Watching the third episode of the documentary The Game on RTÉ One it was lovely to look back at Joe Connolly's rousing speech in 1980 after that team won the All-Ireland final and broke into the top tier of hurling again.
With Galway in bacK-to-back All-Irelands this weekend, some younger supporters might not know, or have forgotten, that the Tribesmen did not win the Liam McCarthy Cup for 57 years, from 1923 to 1980.
That Galway have only won the hurling championship five times (1923, 1980, 1987, 1988 and 2017 ) means weeks and days like next Sunday should be totally savoured. An Rud is Annamh is iontach - "What is seldom is wonderful."
After last year's victory over Waterford there is a nervous anticipation within the county that this panel can produce another winning performance against Limerick this Sunday at 3.30pm in Croke Park.
Player led group
The current squad of players are seriously talented and committed. Their hurling skill, drive, commitment and physicality make them a really tough team to beat.

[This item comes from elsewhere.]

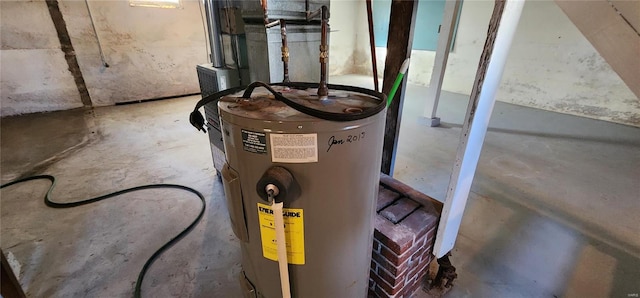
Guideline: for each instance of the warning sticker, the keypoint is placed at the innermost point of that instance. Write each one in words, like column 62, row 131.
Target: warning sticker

Alongside the excellence of the management team of Mícheál Donoghue, Noel Larkin and Frannie Forde, this Galway squad is a player led and driven group.

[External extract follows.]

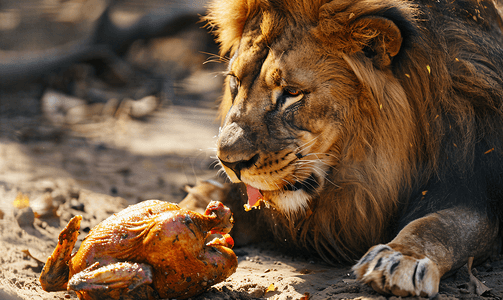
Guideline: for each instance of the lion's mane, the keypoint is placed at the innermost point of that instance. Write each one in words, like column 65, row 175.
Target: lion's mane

Team captain David Burke, Joe Canning, Daithí Burke, Johnny Coen, James Skehill, John Hanbury, Joseph Cooney, Padráic Mannion and Aiden Harte are all in their mid to late 20s and they know what has to be done week-in, week-out if they are to enjoy All-Ireland success.

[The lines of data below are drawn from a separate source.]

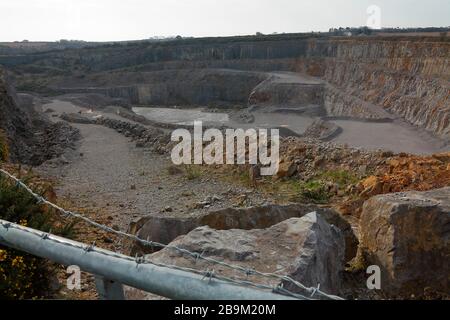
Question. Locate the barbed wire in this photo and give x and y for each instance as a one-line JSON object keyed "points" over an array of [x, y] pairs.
{"points": [[207, 274], [196, 256]]}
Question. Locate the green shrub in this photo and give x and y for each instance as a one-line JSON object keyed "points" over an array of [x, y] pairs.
{"points": [[23, 276]]}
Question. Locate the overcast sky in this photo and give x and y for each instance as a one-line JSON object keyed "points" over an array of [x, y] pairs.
{"points": [[110, 20]]}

These players know the value of consistent performances as evidenced by their 13 match unbeaten run.
Enough of them were also involved in the final defeats of 2012 and 2015 to know what that pain feels like and they do not want to revisit that feeling.
Probably the team's most impressive period this season was in extra time against Clare in the first All-Ireland semi-final at Croke Park. Key players such as Joe Canning, Gearoid McInerney, Conor Whelan and Adrian Tuohey were all off the field, and the team still managed to eke out a draw.
Many teams would have folded in that cauldron, but Galway dug deep and their reward was a replay, and following that a one point win and a ticket to this final.
They enjoy competing at the top, and against Limerick this weekend they have another challenge to overcome if they want to be back-to-back title winners like the great team of 1987 and 1988.
Limerick boast a strong squad
Limerick manager John Kiely has some very impressive players on his squad, such as goalkeeper Nickie Quaid who made that master flick to save the day against Cork.
Mike Casey at full-back, and a half-back line of Diarmaid Byrnes, high fielding centre-back Declan Hannon and Dan Morrissey will not flinch.
Cian Lynch always catches the eye at midfield and number 10 Gearóid Hegarty is a big powerful man who is well able to gather possession from puck-outs.
Inside, free-taker Aaron Gillane is a former U21 star alongside Seamus Flanagan and Graeme Mulcahy.
In the semi-final win, it was their impact subs, in particular Shane Dowling, Peter Casey and Pat Ryan, who changed the game when they were six points down going into the last 10 minutes, and on Sunday Micheál Donoghue will have Galway well prepared and ready for those players arriving off the bench.
Limerick are in their first final since 1973 and they will be a tough opponent.
Galway's superior scoring threat
Based on Galway's superior scoring threat from Joe Canning, Conor Whelan, Cathal Mannion, Johnny Glynn, Conor Cooney, David Burke and impact subs Jason Flynn and Niall Burke, they look the better choice to come through on Sunday.
Galway have scored a total of 10-182 in their eight games to date, an average of 27 points per game, with free-taker Joe Canning their standout performer with 1-68. Conor Whelan is the next most proficient marksman with 2-18 on the board.
If they can get plenty of supply from the half-back line and midfielders Johnny Coen and David Burke, it is difficult to see the Limerick defence holding them.
Galway can win in a number or ways
If the opposition plays a sweeper, as Waterford did last year and Clare did in the replay, they can play around it as Conor Whelan showed with his adaptability in the replay against the Banner.
If the opposition wants to play a running game, this current team is able to deal with that.
If Limerick decide to pack the middle third and make it a war of attrition, Galway will roll up the sleeves for that too.
Galway have such a huge variety of scorers, with 14 different players having scored in the championship to date.
Interestingly 26 players have seen action for Galway in the eight games in 2018, with players such as Davy Glennon, Ronan Burke, Paul Killeen, Sean Linnane, Shane Cooney, Padraig Breheny and Eanna Burke all having seen some action off the bench, while Glennon has come on in four championship games.
Last word to the manager
"I think we are more experienced this year and we have drawn on that experience," says Micheal Donoghue. "You draw on the good and bad, and you go from game to game and take what you can learn from each. Against Clare we learned from the drawn game and implemented it in the second game. That experience will stand to us.
"We are exactly where we want to be. Obviously we know it is going to be very formidable [challenge] against Limerick, but you have to be in it to win it."